Price ’ s Protein Puzzle: 2023 update

One of the joys (?) of having been online for…quite some time now…is watching topics reappear every few years or so. What is the longest coherent word or phrase present in the amino acid sequence of a real protein?— Dr. Caroline Bartman (@Caroline_Bartma) July 21, 2023 Yes, it’s Price’s Protein Puzzle which I last wrote about back in 2019. The good news is that my code still runs, so I’ve updated the results of an English word search versus the UniProt Reviewed (Swiss-Prot) protein database.
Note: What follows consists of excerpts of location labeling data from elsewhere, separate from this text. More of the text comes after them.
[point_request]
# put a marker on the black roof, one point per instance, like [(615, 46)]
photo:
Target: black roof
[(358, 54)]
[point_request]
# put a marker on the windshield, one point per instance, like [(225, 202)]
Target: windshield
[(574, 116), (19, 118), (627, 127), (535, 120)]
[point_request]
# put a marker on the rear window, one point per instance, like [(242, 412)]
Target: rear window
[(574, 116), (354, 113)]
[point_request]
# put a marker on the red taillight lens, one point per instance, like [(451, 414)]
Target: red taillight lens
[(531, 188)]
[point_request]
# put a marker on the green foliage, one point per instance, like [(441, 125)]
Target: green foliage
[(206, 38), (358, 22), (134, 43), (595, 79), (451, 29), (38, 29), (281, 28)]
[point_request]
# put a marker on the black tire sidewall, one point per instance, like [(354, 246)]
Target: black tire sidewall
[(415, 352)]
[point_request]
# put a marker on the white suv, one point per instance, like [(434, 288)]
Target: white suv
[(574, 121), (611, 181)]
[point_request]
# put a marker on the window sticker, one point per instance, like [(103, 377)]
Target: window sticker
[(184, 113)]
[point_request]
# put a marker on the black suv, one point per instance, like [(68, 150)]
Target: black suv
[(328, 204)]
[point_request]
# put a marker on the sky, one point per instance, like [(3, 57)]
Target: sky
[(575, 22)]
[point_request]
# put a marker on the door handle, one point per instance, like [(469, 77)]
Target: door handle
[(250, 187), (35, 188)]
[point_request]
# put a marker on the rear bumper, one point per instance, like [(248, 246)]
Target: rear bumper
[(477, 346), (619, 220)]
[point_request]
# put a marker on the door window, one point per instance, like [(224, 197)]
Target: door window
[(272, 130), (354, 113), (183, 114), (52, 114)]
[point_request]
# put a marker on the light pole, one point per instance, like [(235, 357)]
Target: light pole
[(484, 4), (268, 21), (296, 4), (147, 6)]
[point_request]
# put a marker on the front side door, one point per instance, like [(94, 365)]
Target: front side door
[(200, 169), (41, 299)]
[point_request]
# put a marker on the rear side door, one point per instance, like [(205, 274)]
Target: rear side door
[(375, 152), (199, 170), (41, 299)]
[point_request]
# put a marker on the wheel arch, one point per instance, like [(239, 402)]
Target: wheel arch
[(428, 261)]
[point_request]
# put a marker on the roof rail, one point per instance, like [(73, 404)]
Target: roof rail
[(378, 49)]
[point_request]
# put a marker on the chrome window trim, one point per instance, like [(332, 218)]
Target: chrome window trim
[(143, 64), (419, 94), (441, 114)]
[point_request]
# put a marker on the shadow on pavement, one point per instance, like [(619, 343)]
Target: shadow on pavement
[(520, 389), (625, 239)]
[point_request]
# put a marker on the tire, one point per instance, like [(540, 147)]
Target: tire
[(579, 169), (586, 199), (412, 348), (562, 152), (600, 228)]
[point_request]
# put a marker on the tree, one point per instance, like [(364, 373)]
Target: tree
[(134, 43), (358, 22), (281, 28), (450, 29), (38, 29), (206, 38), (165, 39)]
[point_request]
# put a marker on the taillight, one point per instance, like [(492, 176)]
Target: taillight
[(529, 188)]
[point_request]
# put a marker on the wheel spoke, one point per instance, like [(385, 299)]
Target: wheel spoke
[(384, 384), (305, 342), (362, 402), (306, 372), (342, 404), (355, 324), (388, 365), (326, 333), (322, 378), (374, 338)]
Just for fun I threw in a few other languages too. So what’s new? In terms of English word matches: not much. Some new proteins but no new 9-letter words. The Twitter thread, above, contains an interesting reply about an approach using generative AI: I found PARALEGALS in addition to AGGRAVATES for 10 with the algorithm:(1) Ask chat-gpt for a list of x-letter words likely to be found in a coding sequence(2) blastp and check it's not an obvious artifact(3) check chat-gpt didn't hallucinate a word (TRAVELGAGS?)— Zach Hensel (@alchemytoday) July 22, 2023 Note that the match is to the NR protein database. I’d like to work with this locally but I believe it’s in the order of 150 GB now, so it would take some work to optimise. Other languages are somewhat constrained by (1) the quality of the word lists that I could find online (in Github) and (2) for some languages, the presence of characters not found in ...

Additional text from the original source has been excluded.